Que deviennent les personnes formées par DataScientest ?
La plupart des 500 utilisateurs que nous avons formés se reconvertissent en tant que data scientist dans leurs entreprises. Les autres ont amené une « coloration » data dans leur métier. Par exemple, des consultants financiers sont passés de Excel à Python pour leurs modèles d’élaboration des prix.
Envisagez-vous d’exporter votre modèle et si oui, où ?
Nous envisageons une expansion d’abord sur les marchés francophones en Europe et au Maghreb, puis dans le monde anglophone : nous finalisons la traduction de notre contenu pédagogique en anglais et sommes en contact avec des groupes d’assurances au Royaume-Uni.
Nos priorités sont d’une part les pays où l’usage du big data est avancé – USA, Chine, Israël, etc. – car le besoin en data scientist y est énorme et d’autre part ceux qui présentent des grands pools d’ingénieurs informatiques – Inde, Maghreb, Vietnam, Ukraine… – et qui cherchent à monter en compétence.
Data science vs IA, qui gagnera le match ?
La question est de savoir quel est l’avenir des data science, et où nous en sommes concernant l’IA. Les algorithmes de deep learning permettent d’appréhender de mieux en mieux les données non structurées comme le langage naturel, l’image ou le son, et vont participer dans les prochaines années à un essor de l’IA.
Deux points soulèvent cependant mon inquiétude.

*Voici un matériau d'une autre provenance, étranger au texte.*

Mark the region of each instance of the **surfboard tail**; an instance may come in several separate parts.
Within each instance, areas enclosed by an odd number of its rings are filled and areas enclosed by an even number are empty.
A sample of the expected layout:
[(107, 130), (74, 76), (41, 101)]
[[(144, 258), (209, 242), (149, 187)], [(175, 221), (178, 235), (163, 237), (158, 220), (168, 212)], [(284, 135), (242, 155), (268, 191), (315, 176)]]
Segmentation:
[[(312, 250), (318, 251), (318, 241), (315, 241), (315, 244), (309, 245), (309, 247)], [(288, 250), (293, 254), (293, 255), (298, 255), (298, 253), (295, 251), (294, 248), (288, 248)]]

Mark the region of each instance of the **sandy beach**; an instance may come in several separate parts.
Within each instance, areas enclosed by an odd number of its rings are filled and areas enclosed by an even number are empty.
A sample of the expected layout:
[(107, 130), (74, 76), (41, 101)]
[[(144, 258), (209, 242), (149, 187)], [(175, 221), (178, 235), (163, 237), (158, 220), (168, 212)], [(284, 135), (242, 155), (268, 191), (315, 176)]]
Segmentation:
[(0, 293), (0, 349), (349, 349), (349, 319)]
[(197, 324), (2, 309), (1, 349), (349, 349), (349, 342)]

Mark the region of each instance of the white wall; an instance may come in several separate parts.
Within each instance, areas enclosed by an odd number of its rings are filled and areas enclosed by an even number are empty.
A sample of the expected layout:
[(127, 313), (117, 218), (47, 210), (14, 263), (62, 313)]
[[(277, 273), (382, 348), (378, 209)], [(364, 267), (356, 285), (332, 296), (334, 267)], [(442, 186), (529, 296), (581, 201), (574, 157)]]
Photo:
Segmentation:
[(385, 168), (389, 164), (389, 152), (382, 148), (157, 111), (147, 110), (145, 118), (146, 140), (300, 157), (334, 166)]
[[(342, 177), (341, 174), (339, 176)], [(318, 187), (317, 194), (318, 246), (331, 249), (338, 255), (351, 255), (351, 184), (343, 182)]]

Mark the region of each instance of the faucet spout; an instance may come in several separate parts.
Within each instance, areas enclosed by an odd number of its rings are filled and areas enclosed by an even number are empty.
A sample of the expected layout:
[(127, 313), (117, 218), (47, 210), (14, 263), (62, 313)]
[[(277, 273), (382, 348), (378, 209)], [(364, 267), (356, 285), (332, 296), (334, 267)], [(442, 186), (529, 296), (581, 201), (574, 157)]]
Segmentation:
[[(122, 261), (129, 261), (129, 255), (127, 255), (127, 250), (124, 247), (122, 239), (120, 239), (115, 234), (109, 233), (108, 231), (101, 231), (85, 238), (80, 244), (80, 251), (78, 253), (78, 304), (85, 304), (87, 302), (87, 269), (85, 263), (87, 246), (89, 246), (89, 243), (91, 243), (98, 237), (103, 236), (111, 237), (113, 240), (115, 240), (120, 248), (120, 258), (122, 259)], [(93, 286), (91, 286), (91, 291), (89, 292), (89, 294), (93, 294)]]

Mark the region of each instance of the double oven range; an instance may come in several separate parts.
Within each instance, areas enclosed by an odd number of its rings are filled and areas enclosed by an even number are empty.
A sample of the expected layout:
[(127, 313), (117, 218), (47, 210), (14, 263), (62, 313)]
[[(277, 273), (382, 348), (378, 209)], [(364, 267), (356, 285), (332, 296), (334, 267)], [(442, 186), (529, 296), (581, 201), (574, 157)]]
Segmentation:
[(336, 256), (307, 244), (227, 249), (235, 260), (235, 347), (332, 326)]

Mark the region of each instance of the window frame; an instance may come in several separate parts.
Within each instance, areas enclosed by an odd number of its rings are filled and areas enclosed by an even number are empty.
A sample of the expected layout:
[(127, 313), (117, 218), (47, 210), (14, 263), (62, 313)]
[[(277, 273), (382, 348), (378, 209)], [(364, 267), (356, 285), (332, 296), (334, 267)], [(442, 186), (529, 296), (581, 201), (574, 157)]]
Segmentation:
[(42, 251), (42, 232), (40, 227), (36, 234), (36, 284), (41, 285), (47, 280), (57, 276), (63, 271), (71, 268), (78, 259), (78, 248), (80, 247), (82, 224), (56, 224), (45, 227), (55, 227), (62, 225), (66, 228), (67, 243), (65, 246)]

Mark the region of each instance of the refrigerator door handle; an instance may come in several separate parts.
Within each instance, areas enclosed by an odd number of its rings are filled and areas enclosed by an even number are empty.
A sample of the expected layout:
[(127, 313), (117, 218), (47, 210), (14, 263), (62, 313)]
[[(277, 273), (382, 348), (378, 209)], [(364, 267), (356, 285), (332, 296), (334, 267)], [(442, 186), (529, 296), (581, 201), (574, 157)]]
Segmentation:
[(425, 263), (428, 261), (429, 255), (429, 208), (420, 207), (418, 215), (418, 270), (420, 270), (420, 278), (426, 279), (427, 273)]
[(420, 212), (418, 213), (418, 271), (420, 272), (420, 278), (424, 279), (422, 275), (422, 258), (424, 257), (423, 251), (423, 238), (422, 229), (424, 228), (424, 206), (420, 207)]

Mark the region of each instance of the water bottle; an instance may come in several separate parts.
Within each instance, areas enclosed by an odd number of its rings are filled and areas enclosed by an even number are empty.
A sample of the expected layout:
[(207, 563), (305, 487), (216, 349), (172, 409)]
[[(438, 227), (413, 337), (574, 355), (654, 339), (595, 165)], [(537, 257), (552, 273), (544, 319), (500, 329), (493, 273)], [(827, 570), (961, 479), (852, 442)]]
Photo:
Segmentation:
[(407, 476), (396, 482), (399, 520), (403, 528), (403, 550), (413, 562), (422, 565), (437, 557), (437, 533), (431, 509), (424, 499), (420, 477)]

Tout d’abord la RGPD à court terme. Bien que le corpus de lois soit positif pour la protection de nos données personnelles, peu de data scientists ont été consultés et beaucoup de flou subsiste. Cette réforme risque de tuer dans l’œuf de nombreux projets de start-up.
Je suis aussi inquiet de la diabolisation de l’IA. Des risques existent, mais il est important de mieux présenter le domaine pour éviter les confusions et d’ouvrir la porte à toutes sortes de fantasmes pessimistes.